Two schools in one! (not in a good way)

Two schools in one! (not in a good way) October 28, 2014

Here in Illinois, school districts don’t necessarily follow city limits.  The high school district (because primary and secondary education is generally through two separate school districts) was originally based on the township, but grew beyond that, and now has half a dozen high schools in several neighboring suburbs.

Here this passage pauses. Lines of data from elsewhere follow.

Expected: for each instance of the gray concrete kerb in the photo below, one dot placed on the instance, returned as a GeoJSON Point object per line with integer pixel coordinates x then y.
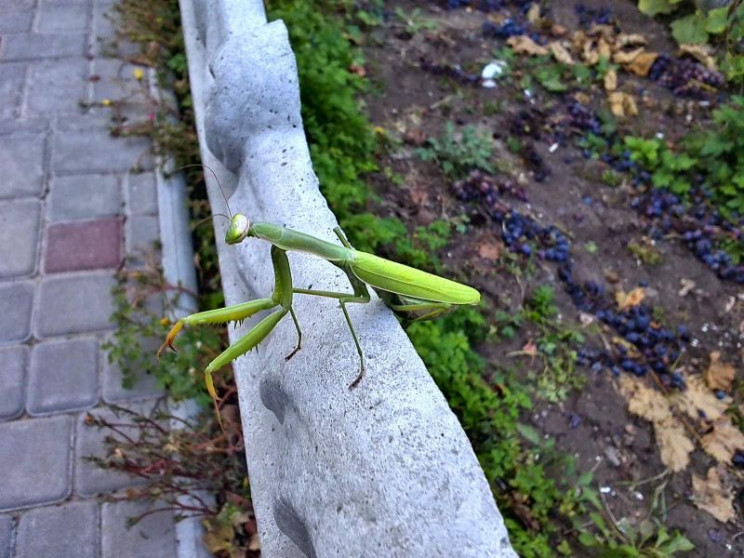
{"type": "Point", "coordinates": [384, 469]}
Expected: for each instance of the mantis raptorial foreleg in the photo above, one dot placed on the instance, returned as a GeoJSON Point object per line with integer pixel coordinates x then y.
{"type": "Point", "coordinates": [282, 297]}
{"type": "Point", "coordinates": [409, 289]}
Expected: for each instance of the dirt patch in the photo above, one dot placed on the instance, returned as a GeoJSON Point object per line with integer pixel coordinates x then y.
{"type": "Point", "coordinates": [426, 78]}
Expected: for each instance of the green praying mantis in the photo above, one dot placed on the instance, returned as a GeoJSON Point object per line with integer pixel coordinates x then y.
{"type": "Point", "coordinates": [413, 290]}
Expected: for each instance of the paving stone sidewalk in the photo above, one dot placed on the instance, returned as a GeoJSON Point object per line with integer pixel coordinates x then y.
{"type": "Point", "coordinates": [70, 210]}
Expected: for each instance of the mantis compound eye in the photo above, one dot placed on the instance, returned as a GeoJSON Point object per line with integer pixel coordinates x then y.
{"type": "Point", "coordinates": [239, 228]}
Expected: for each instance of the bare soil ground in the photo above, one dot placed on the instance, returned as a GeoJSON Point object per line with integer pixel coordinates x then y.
{"type": "Point", "coordinates": [415, 103]}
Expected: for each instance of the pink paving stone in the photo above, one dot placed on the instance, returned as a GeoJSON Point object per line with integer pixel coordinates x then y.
{"type": "Point", "coordinates": [83, 245]}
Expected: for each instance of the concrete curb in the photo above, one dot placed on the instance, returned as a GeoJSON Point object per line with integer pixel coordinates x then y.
{"type": "Point", "coordinates": [382, 470]}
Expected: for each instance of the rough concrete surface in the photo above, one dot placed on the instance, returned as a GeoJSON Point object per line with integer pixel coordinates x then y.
{"type": "Point", "coordinates": [381, 470]}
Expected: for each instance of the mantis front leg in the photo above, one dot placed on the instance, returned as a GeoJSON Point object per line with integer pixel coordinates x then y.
{"type": "Point", "coordinates": [282, 297]}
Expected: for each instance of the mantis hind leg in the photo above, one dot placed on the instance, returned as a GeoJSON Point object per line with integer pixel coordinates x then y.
{"type": "Point", "coordinates": [359, 296]}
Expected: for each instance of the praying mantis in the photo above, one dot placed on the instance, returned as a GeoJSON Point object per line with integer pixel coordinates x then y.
{"type": "Point", "coordinates": [413, 290]}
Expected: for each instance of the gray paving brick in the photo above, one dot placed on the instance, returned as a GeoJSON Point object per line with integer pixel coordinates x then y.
{"type": "Point", "coordinates": [19, 241]}
{"type": "Point", "coordinates": [15, 360]}
{"type": "Point", "coordinates": [84, 196]}
{"type": "Point", "coordinates": [98, 151]}
{"type": "Point", "coordinates": [57, 87]}
{"type": "Point", "coordinates": [90, 479]}
{"type": "Point", "coordinates": [16, 303]}
{"type": "Point", "coordinates": [16, 21]}
{"type": "Point", "coordinates": [10, 6]}
{"type": "Point", "coordinates": [67, 530]}
{"type": "Point", "coordinates": [12, 80]}
{"type": "Point", "coordinates": [152, 536]}
{"type": "Point", "coordinates": [35, 461]}
{"type": "Point", "coordinates": [22, 161]}
{"type": "Point", "coordinates": [77, 304]}
{"type": "Point", "coordinates": [32, 46]}
{"type": "Point", "coordinates": [6, 536]}
{"type": "Point", "coordinates": [63, 376]}
{"type": "Point", "coordinates": [64, 17]}
{"type": "Point", "coordinates": [144, 387]}
{"type": "Point", "coordinates": [22, 126]}
{"type": "Point", "coordinates": [142, 194]}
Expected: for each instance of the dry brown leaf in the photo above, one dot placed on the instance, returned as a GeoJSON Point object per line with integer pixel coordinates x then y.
{"type": "Point", "coordinates": [633, 298]}
{"type": "Point", "coordinates": [702, 53]}
{"type": "Point", "coordinates": [522, 44]}
{"type": "Point", "coordinates": [622, 104]}
{"type": "Point", "coordinates": [699, 402]}
{"type": "Point", "coordinates": [723, 441]}
{"type": "Point", "coordinates": [643, 400]}
{"type": "Point", "coordinates": [560, 53]}
{"type": "Point", "coordinates": [641, 64]}
{"type": "Point", "coordinates": [629, 39]}
{"type": "Point", "coordinates": [610, 80]}
{"type": "Point", "coordinates": [709, 495]}
{"type": "Point", "coordinates": [604, 49]}
{"type": "Point", "coordinates": [606, 32]}
{"type": "Point", "coordinates": [626, 57]}
{"type": "Point", "coordinates": [490, 250]}
{"type": "Point", "coordinates": [675, 446]}
{"type": "Point", "coordinates": [719, 375]}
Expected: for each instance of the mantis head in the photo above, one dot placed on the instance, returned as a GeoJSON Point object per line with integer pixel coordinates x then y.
{"type": "Point", "coordinates": [239, 228]}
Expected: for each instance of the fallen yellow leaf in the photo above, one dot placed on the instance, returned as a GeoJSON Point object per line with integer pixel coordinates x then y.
{"type": "Point", "coordinates": [709, 495]}
{"type": "Point", "coordinates": [522, 44]}
{"type": "Point", "coordinates": [719, 375]}
{"type": "Point", "coordinates": [699, 402]}
{"type": "Point", "coordinates": [675, 446]}
{"type": "Point", "coordinates": [644, 401]}
{"type": "Point", "coordinates": [641, 64]}
{"type": "Point", "coordinates": [633, 298]}
{"type": "Point", "coordinates": [610, 80]}
{"type": "Point", "coordinates": [622, 104]}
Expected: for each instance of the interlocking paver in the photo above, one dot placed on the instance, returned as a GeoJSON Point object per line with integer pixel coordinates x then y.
{"type": "Point", "coordinates": [153, 536]}
{"type": "Point", "coordinates": [142, 194]}
{"type": "Point", "coordinates": [19, 230]}
{"type": "Point", "coordinates": [22, 161]}
{"type": "Point", "coordinates": [6, 536]}
{"type": "Point", "coordinates": [12, 78]}
{"type": "Point", "coordinates": [66, 531]}
{"type": "Point", "coordinates": [35, 461]}
{"type": "Point", "coordinates": [57, 87]}
{"type": "Point", "coordinates": [74, 304]}
{"type": "Point", "coordinates": [16, 21]}
{"type": "Point", "coordinates": [31, 46]}
{"type": "Point", "coordinates": [14, 361]}
{"type": "Point", "coordinates": [98, 151]}
{"type": "Point", "coordinates": [83, 245]}
{"type": "Point", "coordinates": [64, 17]}
{"type": "Point", "coordinates": [84, 196]}
{"type": "Point", "coordinates": [16, 301]}
{"type": "Point", "coordinates": [63, 376]}
{"type": "Point", "coordinates": [90, 479]}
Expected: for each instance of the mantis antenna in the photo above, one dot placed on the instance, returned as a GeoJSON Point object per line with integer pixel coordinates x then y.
{"type": "Point", "coordinates": [224, 197]}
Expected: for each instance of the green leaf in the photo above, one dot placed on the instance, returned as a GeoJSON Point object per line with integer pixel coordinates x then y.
{"type": "Point", "coordinates": [653, 7]}
{"type": "Point", "coordinates": [690, 29]}
{"type": "Point", "coordinates": [716, 21]}
{"type": "Point", "coordinates": [529, 434]}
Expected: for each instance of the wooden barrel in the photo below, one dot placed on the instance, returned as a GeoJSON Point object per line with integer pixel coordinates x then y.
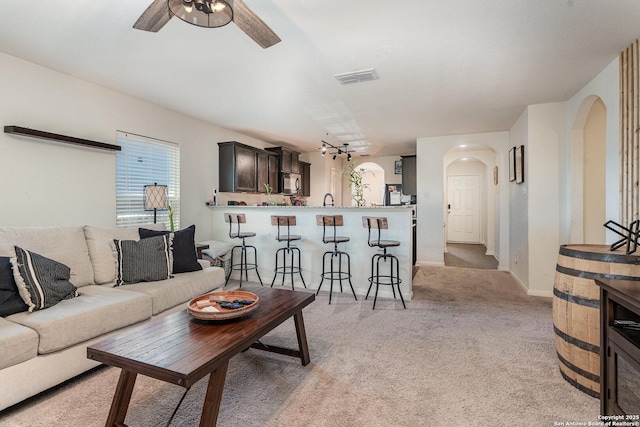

My son’s school draws largely from three areas:  neighborhoods in my own town, mostly upper-middle-class, mostly native-born white with a smattering of Asians (Korean, Filipino, Indian); neighborhoods in the adjacent suburb, a Levittown-type area of small postwar ranch houses, with, by and large, a mix of native-born and Eastern European-immigrant whites.  And a cluster of apartment complexes, which, when we first arrived in the area nearly 20 years ago, had recently transformed into nearly completely Mexican-immigrant, with a police substation and Mariachi music playing whenever we would walk through there on our way from our first apartment to the Baskin Robbins.  
The school itself is reflective of this ethnic mix.  At the open house night, there were a number of Mexican families with small children in tow (presumably there was no babysitter).  At the parent information night for incoming freshmen, the principals’ speeches were translated into Spanish.  All the mailings that come to our house are bi-lingual.
The music department concert that we attended over the weekend?  Not so much.
Sure, it’s not a big surprise that the orchestra would be fairly “non-diverse,” as they say (though with a good number of Polish and a few Asian names).  You have to start your violin lessons young.  Band-instrument lessons you can take at school, though, so I would have expected a bit more diversity.  And choir?  Well, you have to meet the fine arts requirement somehow, and, besides, these were after-school groups as well as the classes, so you’d think this would be more diverse.  But nope.  Well, there were a few Spanish names, and a few ambiguously Spanish or Filipino, but very few.
No comment here.  Sure, my pro-open-immigration troll will tell me that even discussing this is racist, but that’s how it is.